Most multi-object tracking algorithms are developed within the tracking-by-detection framework that consider the pairwise appearance similarities between detection responses or tracklets within a limited temporal window, and thus less effective in handling long-term occlusions or distinguishing spatially close targets with similar appearance in crowded scenes. In this work, we propose an algorithm that formulates the multi-object tracking task as one to exploit hierarchical dense structures on an undirected hypergraph constructed based on tracklet affinity.

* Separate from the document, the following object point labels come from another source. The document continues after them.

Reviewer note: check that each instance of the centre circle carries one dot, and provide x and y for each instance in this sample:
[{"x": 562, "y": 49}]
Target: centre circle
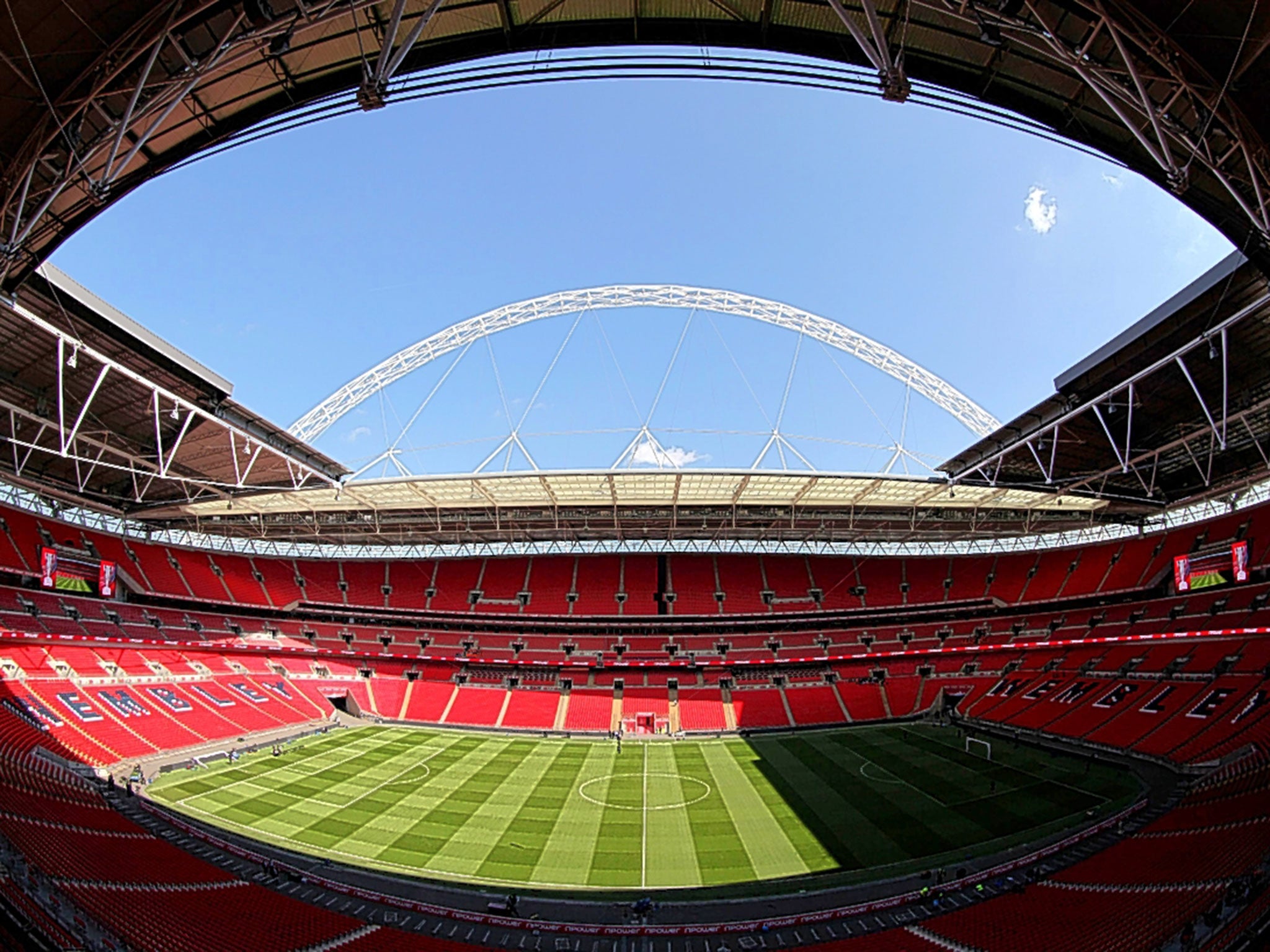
[
  {"x": 411, "y": 776},
  {"x": 691, "y": 791}
]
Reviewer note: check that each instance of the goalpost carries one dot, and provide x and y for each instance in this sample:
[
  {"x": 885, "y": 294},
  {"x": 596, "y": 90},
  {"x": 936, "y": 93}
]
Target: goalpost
[{"x": 986, "y": 747}]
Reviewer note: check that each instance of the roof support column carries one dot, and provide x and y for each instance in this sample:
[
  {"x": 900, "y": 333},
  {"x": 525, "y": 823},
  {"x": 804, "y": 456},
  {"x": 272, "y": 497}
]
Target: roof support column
[
  {"x": 890, "y": 71},
  {"x": 374, "y": 89}
]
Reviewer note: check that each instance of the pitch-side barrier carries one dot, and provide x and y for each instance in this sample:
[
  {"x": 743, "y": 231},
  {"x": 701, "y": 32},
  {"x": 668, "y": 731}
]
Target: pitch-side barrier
[{"x": 605, "y": 930}]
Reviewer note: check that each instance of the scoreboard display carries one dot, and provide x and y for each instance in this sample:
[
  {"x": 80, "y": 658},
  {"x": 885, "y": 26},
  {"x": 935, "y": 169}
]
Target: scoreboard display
[
  {"x": 1204, "y": 570},
  {"x": 93, "y": 576}
]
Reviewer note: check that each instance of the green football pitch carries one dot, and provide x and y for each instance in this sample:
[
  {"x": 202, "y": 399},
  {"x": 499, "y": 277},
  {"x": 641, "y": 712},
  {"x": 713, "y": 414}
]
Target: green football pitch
[{"x": 855, "y": 804}]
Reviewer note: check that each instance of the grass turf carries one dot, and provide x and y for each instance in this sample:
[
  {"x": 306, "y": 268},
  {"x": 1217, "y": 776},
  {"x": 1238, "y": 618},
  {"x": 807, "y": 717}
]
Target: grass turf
[{"x": 854, "y": 804}]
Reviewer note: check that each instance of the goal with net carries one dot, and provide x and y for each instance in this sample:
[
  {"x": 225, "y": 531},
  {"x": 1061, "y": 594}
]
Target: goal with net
[{"x": 973, "y": 746}]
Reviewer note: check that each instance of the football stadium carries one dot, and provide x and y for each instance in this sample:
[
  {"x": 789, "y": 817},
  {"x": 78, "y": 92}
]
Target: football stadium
[{"x": 265, "y": 692}]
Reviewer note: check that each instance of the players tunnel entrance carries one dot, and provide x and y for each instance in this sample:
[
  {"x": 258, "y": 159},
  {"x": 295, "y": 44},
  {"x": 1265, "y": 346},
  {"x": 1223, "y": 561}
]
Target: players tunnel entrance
[{"x": 345, "y": 702}]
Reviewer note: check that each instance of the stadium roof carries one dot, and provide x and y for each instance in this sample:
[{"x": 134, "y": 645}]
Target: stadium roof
[
  {"x": 99, "y": 95},
  {"x": 633, "y": 505},
  {"x": 100, "y": 412},
  {"x": 1173, "y": 410}
]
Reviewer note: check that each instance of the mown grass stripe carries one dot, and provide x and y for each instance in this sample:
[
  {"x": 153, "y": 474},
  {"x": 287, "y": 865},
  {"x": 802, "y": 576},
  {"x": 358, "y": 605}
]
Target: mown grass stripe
[
  {"x": 671, "y": 856},
  {"x": 618, "y": 857},
  {"x": 722, "y": 855},
  {"x": 507, "y": 811},
  {"x": 828, "y": 810},
  {"x": 525, "y": 839},
  {"x": 810, "y": 852},
  {"x": 568, "y": 856},
  {"x": 471, "y": 843}
]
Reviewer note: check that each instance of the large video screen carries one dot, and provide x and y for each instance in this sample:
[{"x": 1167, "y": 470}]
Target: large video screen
[
  {"x": 1206, "y": 570},
  {"x": 76, "y": 574}
]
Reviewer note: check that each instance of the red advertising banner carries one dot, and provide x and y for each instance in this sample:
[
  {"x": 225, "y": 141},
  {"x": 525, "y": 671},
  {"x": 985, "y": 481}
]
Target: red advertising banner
[
  {"x": 47, "y": 566},
  {"x": 106, "y": 574},
  {"x": 1181, "y": 573}
]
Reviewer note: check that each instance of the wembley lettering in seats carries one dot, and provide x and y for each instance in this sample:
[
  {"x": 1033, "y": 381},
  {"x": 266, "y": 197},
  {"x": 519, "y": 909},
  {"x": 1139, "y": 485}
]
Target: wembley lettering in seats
[
  {"x": 1253, "y": 705},
  {"x": 1073, "y": 692},
  {"x": 171, "y": 700},
  {"x": 123, "y": 703},
  {"x": 277, "y": 687},
  {"x": 207, "y": 694},
  {"x": 78, "y": 706},
  {"x": 1008, "y": 687},
  {"x": 247, "y": 691},
  {"x": 1042, "y": 690},
  {"x": 33, "y": 712},
  {"x": 1157, "y": 702},
  {"x": 1116, "y": 696},
  {"x": 1212, "y": 701}
]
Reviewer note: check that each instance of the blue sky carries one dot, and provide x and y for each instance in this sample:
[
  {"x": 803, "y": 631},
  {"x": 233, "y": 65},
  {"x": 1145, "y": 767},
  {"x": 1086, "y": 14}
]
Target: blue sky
[{"x": 293, "y": 265}]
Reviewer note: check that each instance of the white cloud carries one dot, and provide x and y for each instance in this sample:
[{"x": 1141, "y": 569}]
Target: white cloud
[
  {"x": 1041, "y": 213},
  {"x": 648, "y": 454}
]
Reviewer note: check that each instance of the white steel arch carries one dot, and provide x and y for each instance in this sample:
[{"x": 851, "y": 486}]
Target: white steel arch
[{"x": 939, "y": 391}]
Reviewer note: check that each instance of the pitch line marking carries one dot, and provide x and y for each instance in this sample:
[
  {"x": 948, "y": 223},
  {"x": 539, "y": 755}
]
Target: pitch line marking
[
  {"x": 646, "y": 808},
  {"x": 643, "y": 858},
  {"x": 894, "y": 780}
]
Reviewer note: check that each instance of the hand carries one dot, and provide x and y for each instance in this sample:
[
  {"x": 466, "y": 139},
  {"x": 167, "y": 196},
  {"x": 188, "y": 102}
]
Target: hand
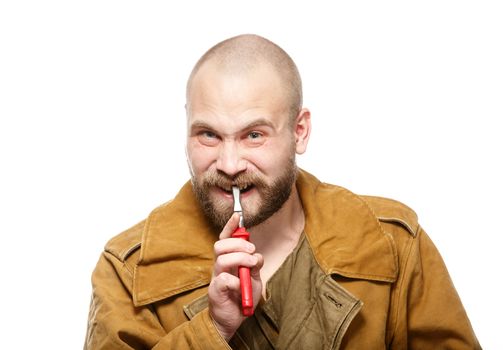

The dense structures indicate a group of vertices that are inter-connected with a set of hyperedges with high affinity values. The appearance and motion similarities among multiple tracklets across the spatio-temporal domain are considered globally by exploiting high-order similarities rather than pairwise ones, thereby facilitating distinguish spatially close targets with similar appearance. In addition, the hierarchical design of the optimization process helps the proposed tracking algorithm handle long-term occlusions robustly. Extensive experiments on various challenging datasets of both multi-pedestrian and multi-face tracking tasks, demonstrate that the proposed algorithm performs favorably against the state-of-the-art methods.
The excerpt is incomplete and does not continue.